Не дождавшись ответа, Афанасий сделал заключение, что управляющий, видимо, из Германии, а может, еще хуже – японец.
– Вот до чего, братцы, мы дожили. На нашей матушке-Руси помещики себе и управляющих как будто бы не могут найти, а почему? Они боятся русского человека. Через иноверцев, они считают, скорее и лучше содрать с нас шкуру. – Это говорил отец.

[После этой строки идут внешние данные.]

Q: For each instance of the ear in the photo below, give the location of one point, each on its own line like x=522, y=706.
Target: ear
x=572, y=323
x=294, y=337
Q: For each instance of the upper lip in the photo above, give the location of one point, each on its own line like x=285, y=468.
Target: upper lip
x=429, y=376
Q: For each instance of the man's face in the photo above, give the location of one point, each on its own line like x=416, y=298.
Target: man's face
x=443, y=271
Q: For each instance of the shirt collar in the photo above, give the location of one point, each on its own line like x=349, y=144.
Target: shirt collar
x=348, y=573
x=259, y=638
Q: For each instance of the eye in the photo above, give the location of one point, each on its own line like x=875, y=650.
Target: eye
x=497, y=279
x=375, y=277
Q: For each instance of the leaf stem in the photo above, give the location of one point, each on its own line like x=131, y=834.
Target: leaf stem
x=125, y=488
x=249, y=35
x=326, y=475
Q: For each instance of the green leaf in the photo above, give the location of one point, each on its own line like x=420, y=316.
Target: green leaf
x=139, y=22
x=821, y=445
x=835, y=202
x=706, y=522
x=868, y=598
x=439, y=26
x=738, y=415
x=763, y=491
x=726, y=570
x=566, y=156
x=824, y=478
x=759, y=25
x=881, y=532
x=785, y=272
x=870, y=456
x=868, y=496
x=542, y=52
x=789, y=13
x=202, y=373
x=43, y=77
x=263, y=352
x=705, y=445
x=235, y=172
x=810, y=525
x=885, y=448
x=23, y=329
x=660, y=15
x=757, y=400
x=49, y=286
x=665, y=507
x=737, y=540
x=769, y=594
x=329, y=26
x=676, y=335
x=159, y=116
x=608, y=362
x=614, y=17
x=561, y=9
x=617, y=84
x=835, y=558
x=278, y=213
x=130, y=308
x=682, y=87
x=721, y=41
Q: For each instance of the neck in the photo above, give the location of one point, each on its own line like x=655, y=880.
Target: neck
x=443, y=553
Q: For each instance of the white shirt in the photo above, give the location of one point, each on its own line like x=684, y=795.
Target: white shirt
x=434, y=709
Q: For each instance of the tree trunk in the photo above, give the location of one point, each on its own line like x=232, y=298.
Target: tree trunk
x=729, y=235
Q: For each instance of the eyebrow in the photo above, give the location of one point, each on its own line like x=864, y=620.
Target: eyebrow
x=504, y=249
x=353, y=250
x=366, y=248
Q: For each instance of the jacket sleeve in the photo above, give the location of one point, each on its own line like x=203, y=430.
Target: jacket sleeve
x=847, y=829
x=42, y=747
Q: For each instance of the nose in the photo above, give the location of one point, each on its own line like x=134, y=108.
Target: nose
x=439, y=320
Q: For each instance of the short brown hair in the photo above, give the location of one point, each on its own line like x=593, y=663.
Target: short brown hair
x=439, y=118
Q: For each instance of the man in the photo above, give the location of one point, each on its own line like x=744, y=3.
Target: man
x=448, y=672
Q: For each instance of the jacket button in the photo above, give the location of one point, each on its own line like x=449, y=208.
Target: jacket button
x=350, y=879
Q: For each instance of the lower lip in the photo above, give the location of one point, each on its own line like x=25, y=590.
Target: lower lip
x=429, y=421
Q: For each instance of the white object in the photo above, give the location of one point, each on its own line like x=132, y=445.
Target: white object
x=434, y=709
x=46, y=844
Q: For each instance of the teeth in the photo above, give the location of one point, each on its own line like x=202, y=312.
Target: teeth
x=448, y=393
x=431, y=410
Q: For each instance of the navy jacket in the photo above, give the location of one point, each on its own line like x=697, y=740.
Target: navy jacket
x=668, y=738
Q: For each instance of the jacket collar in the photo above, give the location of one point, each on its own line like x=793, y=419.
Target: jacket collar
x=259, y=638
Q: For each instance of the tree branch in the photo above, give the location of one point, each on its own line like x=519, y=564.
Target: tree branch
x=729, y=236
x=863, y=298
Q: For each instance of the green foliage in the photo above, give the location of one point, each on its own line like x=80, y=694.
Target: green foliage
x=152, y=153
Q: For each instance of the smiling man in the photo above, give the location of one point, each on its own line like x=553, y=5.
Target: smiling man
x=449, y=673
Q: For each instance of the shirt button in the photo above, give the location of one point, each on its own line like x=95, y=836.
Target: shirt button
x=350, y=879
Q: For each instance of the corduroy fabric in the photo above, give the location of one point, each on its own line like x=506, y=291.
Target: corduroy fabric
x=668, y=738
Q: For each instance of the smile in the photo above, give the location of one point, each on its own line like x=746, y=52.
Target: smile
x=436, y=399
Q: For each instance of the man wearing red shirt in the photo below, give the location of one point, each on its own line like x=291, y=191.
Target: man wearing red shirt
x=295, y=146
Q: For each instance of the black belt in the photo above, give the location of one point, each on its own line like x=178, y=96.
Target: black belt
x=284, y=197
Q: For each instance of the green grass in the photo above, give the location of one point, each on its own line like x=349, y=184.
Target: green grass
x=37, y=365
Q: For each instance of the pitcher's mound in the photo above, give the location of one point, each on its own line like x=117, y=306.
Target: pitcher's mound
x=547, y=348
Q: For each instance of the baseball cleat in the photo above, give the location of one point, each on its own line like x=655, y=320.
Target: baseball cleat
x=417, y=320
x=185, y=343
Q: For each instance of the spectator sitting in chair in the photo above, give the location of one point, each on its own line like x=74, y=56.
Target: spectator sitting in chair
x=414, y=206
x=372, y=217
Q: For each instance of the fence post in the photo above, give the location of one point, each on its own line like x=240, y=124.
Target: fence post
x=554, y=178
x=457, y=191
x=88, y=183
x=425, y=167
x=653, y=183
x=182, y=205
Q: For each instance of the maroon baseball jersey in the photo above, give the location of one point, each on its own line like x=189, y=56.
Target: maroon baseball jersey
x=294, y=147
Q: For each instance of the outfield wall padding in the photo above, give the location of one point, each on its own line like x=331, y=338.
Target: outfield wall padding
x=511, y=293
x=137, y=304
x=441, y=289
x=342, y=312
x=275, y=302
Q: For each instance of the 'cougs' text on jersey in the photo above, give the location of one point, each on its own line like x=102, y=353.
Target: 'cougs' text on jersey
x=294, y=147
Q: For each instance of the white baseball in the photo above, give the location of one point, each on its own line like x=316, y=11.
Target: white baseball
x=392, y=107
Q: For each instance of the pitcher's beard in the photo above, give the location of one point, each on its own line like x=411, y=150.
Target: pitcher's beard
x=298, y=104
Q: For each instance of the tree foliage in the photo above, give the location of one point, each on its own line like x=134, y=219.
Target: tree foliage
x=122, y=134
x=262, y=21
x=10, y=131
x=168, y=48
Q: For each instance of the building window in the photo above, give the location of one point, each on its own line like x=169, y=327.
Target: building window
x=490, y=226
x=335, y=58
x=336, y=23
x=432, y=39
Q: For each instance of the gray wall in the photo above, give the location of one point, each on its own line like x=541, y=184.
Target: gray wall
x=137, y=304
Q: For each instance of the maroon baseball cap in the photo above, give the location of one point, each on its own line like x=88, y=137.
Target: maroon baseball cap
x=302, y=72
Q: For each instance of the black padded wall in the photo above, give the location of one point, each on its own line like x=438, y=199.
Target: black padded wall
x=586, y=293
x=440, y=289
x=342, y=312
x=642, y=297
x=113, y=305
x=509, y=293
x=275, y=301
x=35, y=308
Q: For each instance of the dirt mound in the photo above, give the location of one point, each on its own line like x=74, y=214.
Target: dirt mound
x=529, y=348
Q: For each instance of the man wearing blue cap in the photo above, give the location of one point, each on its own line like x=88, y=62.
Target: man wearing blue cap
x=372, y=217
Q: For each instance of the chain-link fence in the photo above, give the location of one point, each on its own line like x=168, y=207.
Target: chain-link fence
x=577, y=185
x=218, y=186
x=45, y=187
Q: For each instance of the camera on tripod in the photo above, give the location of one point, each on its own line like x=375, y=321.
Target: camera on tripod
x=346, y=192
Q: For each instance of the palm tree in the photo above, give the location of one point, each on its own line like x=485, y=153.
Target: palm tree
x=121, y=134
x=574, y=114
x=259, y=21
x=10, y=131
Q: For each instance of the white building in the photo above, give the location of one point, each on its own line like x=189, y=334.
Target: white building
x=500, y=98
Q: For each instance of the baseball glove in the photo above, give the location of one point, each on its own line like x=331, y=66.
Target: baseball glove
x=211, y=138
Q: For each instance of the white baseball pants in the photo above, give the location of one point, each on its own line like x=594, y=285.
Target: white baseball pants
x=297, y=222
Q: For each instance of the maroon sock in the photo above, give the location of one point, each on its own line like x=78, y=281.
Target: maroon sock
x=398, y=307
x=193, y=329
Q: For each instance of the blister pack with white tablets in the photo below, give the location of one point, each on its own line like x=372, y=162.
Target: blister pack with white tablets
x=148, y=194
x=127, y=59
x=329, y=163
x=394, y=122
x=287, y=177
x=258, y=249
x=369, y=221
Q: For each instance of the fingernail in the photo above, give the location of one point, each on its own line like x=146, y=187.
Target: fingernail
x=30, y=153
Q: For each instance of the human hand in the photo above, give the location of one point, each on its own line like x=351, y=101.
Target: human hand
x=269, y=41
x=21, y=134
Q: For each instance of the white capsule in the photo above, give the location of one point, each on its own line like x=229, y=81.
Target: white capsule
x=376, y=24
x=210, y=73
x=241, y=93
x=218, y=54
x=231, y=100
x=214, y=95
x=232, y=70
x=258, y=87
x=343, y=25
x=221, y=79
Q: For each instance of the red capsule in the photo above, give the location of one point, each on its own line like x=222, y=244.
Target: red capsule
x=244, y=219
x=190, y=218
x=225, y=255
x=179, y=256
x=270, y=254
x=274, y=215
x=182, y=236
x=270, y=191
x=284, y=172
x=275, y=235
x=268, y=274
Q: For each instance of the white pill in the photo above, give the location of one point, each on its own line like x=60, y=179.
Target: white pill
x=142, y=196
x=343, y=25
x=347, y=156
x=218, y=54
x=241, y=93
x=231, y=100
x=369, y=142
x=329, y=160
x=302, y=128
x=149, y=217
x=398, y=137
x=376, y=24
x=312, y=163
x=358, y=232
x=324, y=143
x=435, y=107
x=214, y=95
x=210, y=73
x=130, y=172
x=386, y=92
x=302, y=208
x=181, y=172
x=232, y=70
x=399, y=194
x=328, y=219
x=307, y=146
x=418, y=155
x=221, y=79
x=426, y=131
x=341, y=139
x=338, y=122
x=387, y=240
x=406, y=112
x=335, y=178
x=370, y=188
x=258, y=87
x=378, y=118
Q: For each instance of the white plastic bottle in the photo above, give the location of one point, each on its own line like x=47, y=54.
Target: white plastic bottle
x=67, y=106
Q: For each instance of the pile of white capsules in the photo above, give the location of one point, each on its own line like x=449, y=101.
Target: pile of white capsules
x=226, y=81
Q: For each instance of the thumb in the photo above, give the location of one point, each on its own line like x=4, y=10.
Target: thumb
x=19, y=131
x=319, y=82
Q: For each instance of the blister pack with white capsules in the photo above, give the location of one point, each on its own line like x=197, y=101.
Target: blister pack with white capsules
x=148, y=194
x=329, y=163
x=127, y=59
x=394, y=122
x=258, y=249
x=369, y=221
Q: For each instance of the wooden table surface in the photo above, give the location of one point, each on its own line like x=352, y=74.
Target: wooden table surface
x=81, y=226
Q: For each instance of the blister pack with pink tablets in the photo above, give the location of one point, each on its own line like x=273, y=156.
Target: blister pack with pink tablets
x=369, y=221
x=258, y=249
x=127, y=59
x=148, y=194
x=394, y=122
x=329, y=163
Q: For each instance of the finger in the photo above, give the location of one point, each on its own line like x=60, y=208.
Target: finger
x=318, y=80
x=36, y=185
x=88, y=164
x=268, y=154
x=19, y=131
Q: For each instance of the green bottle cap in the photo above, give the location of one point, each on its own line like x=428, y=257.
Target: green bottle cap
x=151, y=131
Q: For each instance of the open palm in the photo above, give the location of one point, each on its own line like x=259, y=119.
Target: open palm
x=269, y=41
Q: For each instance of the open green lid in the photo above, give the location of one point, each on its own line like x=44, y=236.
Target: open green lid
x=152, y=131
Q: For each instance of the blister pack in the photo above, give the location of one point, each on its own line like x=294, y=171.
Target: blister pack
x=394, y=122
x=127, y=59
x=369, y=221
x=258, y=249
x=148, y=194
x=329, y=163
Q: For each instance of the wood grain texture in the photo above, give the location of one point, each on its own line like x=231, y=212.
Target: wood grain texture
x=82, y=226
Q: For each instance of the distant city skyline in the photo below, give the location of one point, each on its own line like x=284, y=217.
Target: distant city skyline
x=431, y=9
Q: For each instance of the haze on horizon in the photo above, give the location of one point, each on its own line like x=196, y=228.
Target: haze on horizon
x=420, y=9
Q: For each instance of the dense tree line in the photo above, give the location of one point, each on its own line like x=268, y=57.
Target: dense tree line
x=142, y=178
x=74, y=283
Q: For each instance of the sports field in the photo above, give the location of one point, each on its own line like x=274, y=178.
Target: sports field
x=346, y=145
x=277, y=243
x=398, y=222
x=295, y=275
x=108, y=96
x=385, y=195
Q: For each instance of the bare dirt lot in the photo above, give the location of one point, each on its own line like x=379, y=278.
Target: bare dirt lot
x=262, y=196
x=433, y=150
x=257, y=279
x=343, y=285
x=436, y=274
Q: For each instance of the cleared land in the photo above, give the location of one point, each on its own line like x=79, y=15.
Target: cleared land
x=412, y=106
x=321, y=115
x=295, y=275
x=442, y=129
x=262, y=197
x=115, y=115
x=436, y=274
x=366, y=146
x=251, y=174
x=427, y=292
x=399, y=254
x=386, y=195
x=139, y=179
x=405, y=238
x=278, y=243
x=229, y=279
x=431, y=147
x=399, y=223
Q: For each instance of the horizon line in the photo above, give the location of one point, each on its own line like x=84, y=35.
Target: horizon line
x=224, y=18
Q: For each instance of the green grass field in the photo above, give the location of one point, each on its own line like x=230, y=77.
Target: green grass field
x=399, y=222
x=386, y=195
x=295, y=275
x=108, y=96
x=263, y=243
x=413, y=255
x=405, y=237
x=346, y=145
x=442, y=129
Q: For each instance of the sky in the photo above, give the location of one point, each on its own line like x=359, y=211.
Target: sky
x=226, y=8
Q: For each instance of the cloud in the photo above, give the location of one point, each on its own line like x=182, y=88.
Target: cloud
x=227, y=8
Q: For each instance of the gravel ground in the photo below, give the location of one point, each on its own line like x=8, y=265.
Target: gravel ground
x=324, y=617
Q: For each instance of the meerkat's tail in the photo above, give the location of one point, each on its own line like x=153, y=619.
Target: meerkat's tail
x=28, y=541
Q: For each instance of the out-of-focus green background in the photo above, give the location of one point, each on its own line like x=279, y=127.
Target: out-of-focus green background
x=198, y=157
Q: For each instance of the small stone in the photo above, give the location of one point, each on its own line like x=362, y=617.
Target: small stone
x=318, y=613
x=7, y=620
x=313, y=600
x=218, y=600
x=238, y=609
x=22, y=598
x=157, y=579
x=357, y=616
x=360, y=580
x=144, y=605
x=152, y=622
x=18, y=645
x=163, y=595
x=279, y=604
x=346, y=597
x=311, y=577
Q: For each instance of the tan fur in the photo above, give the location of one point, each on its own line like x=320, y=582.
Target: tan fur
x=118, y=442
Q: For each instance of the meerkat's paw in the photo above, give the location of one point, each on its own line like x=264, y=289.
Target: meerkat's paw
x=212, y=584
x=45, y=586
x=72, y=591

Когда он умолк, в избу вошел учитель Иван Степанович Новиков. Он принес с собой какие-то брошюрки, которые передал отцу. Отец попросил внимания и предложил прочесть брошюрку, которая была озаглавлена «Хлеб, соль и свобода». В ней популярно и очень понятно было изложено об эксплуатации трудового народа; о грабеже, который ведут торговый и промышленный капитал. В конце брошюрки было стихотворение, которое через несколько дней в открытую пели мальчишки. Некоторые строки я помню до сегодняшнего дня.
Повесим на горьких осинах
и попов, и дворян, и царя.
За землю, за волю, за хлеб трудовой
пойдем мы на битву с врагами…
Брошюра взволновала наших мужиков не меньше, чем весть о восстании нагаткинских крестьян.
Долго продолжали мужики говорить о том, что нужно делать. Наконец, было решено созвать общественный сход, под предлогом обсуждения вопроса о купле помещичьей земли.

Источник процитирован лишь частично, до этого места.